E, no entanto, ali se encontrariam preciosas indicações para a exploração mineira.

"Na verdade, o esquecimento não perdoa. Demoradas pesquisas, verificações precisas convenceram-me de que a Europa e a França possuem tesouros que praticamente não exploram: os documentos antigos das nossas grandes bibliotecas. Ora toda a técnica industrial deve ser elaborada a partir de três dimensões: a experiência, a ciência e a história. Eliminar ou desprezar esta última é dar provas de orgulho e ingenuidade. É igualmente preferir correr o risco de encontrar aquilo que ainda não existe em vez de procurar racionalmente adaptar o que existe ao que se deseja obter. Antes de investir grandes capitais, um industrial deve estar de posse de todos os elementos tecnológicos de um problema. Ora é evidente que, só por si, a procura da anterioridade das patentes não é, de forma alguma, suficiente para situar uma técnica num dado momento da história. De facto, as indústrias são muito mais antigas do que as ciências, por tanto, devem ser completamente informadas quanto aos seus métodos, a respeito dos quais estão muito menos ao facto do que julgam.

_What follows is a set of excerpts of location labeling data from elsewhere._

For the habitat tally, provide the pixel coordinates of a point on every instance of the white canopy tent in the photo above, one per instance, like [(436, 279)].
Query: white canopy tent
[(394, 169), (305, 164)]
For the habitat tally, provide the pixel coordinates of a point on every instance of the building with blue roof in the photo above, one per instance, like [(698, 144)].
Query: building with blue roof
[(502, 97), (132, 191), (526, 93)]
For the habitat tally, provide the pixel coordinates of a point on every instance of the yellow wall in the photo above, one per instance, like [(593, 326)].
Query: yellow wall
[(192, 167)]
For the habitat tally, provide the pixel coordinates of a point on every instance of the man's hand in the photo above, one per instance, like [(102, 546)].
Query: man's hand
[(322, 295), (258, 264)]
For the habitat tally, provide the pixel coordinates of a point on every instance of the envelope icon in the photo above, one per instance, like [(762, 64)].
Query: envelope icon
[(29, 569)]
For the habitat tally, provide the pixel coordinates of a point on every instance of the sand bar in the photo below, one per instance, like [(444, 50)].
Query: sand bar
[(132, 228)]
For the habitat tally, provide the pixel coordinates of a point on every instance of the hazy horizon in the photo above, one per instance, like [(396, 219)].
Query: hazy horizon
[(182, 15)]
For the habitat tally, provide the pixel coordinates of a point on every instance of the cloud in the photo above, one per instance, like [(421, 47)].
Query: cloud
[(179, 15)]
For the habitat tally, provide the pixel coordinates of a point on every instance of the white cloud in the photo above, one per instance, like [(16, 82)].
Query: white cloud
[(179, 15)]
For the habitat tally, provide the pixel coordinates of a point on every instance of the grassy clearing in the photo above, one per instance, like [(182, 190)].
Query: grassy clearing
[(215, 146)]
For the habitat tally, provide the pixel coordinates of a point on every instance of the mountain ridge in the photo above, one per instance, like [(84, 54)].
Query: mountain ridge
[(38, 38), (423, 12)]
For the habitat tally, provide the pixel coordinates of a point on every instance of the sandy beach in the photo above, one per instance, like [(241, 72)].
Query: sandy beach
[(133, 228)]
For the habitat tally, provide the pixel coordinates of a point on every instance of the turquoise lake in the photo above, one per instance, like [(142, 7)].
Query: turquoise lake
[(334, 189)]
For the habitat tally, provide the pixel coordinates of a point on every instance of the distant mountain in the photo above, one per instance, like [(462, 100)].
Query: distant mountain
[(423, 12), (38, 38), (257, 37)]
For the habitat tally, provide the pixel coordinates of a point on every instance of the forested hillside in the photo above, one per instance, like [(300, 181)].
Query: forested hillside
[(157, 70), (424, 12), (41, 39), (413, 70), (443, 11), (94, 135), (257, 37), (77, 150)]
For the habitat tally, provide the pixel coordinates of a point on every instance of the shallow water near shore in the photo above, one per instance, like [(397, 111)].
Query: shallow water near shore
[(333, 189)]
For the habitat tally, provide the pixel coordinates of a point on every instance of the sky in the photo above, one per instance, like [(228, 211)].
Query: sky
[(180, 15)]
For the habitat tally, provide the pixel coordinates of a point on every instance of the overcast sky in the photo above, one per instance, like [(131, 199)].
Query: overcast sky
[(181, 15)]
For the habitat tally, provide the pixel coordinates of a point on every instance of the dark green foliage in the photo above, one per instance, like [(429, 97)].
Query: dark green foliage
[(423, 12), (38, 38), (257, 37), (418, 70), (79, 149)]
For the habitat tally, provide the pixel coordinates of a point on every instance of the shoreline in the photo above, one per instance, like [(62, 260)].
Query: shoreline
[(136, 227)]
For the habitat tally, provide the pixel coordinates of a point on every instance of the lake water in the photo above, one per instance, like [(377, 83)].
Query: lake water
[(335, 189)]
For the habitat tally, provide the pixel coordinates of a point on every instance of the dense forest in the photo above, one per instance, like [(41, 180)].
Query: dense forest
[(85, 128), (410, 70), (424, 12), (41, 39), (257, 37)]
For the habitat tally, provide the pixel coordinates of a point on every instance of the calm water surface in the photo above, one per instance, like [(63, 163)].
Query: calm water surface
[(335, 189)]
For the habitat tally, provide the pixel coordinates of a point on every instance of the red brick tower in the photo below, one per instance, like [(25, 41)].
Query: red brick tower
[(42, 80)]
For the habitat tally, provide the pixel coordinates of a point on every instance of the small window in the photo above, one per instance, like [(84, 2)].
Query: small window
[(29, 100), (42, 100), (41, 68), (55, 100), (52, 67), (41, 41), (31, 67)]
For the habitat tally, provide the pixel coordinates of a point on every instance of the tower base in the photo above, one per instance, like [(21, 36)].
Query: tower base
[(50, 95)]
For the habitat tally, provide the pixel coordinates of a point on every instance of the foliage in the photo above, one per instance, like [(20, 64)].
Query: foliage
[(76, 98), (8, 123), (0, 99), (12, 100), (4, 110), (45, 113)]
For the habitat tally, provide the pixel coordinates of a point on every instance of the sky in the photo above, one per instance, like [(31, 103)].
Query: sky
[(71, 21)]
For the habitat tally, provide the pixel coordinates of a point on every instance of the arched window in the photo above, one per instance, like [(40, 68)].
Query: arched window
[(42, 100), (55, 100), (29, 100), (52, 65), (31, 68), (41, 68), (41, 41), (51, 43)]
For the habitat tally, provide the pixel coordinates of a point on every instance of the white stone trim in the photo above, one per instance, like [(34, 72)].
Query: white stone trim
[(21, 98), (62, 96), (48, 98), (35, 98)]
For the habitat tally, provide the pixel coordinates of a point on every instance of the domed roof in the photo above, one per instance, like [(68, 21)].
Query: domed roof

"Os Antigos, servindo-se de técnicas muito simples, obtinham resultados que podemos reproduzir, mas que, a maior  parte das vezes, teríamos dificuldades em explicar, apesar do imenso arsenal teórico de que dispomos. Essa simplicidade era o dom por excelência da ciência antiga.

"Pois sim, direis vós, mas e a energia nuclear? A essa objecção responderei com uma citação que nos deveria obrigar a reflectir um pouco. Num livro precioso, quase desconhecido, mesmo de muitos especialistas, publicado há mais de oitenta anos e intitulado Les Atlantes, o autor, que prudentemente se escondeu sob o pseudónimo de Roisel, expôs os resultados de cinquenta e seis anos de pesquisas e trabalhos sobre a ciência antiga. Ao explicar os conhecimentos científicos que atribui aos Atlantas, Roisel escreve estas linhas extraordinárias para a sua época: "A consequência dessa actividade incessante é, de facto, o aparecimento da matéria, desse outro equilíbrio cuja ruptura igualmente determinaria poderosos fenómenos cósmicos. Se, devido a uma causa desconhecida, o nosso sistema solar se desagregasse, os átomos que o constituem, devido à independência adquirida, tornar-se-iam imediatamente activos e brilhariam no espaço com uma luz inefável que anunciaria ao longe uma vasta destruição e a esperança num mundo novo". Parece-me que este último exemplo é suficiente para fazer compreender toda a profundidade da frase de Nlademoiselle Bertin:

"Só é novo o que está esquecido".

"Vejamos agora qual o interesse prático que apresenta para a indústria uma sondagem sistemática do passado. Quando digo que nos devemos debruçar com o maior interesse sobre os trabalhos antigos, não se trata de forma alguma de efectuar um trabalho de erudição. Apenas é necessário, em função de um problema concreto posto pela indústria, verificar nos documentos científicos e técnicos antigos se existem factos significativos desprezados, ou então métodos esquecidos, mas dignos de interesse e que digam directamente respeito à questão apresentada.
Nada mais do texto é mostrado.